It can be done. It has been proven and shown that it can be done. In a number of the Closing the Gap target areas we are making some progress. In terms of halving the gap in child mortality by 2018, we are on track: Indigenous child mortality rates have fallen by six per cent since 2008, and the gap has narrowed by 34 per cent since 1998. In terms of the target to halve the gap for Aboriginal Australians aged 20 to 24 in year 12 attainment or equivalent by 2020, we are on track: the rates of year 12 attainment for Indigenous students is up from 32 per cent in the 1990s to 60 per cent in 2014. We are making progress in those two areas.
Unfortunately, in other areas we are not on track. In terms of closing the gap between Indigenous and non-Indigenous kids in school attendance, we are not on track.
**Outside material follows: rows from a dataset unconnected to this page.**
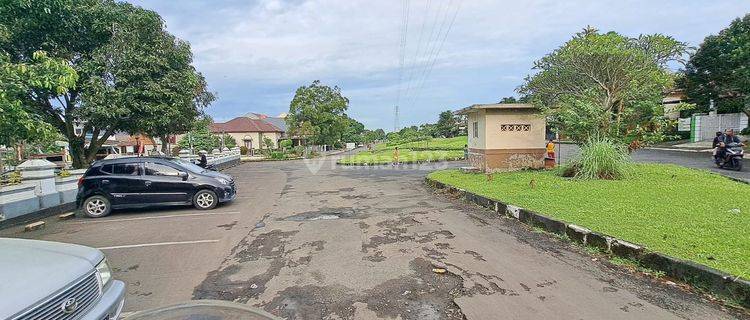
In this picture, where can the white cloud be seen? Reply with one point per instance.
(257, 52)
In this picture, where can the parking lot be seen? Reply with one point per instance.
(162, 254)
(310, 240)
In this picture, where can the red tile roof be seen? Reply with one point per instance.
(244, 124)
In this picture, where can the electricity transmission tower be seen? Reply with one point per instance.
(396, 125)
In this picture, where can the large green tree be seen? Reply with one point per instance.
(17, 122)
(447, 125)
(606, 84)
(317, 112)
(132, 73)
(720, 70)
(354, 131)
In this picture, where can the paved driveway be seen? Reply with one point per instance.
(698, 160)
(309, 240)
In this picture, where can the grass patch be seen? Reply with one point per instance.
(455, 143)
(405, 156)
(690, 214)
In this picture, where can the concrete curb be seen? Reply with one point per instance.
(699, 275)
(400, 163)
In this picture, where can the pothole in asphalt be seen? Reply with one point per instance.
(324, 214)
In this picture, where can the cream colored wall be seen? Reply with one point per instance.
(257, 138)
(496, 139)
(478, 142)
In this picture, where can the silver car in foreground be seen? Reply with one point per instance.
(56, 281)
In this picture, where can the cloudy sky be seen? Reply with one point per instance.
(254, 54)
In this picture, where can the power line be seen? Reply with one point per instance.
(402, 49)
(419, 48)
(437, 53)
(432, 50)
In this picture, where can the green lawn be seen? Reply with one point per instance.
(690, 214)
(405, 155)
(456, 143)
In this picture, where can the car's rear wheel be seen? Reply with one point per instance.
(205, 200)
(96, 206)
We are not on track when it comes to halving the gap of employment outcomes between Indigenous and non-Indigenous Australians by 2018. We are not on track when it comes to closing the gap in life expectancy between Indigenous and non-Indigenous Australians within a generation. And we have had mixed progress in halving the gap for Indigenous children in reading, writing and numeracy achievement by 2018. So there is clearly more work to be done, and we do need to add that issue of incarceration to those Closing the Gap targets, because the rates of incarceration of young Indigenous men are simply too horrifying for us as a country to ignore any more.
In conclusion, I pay my respects to the Bidjigal and Gadigal people of our area. I respect you for the contribution you have made, for the nurturing you have given to the land for tens of thousands of years. If we are going to make progress on closing the gap, we need to ensure that we respect the Aboriginal people of Australia and their contribution to our nation, and that we harness that respect to break down prejudice, break down disadvantage and get on with genuinely closing the gap here in Australia.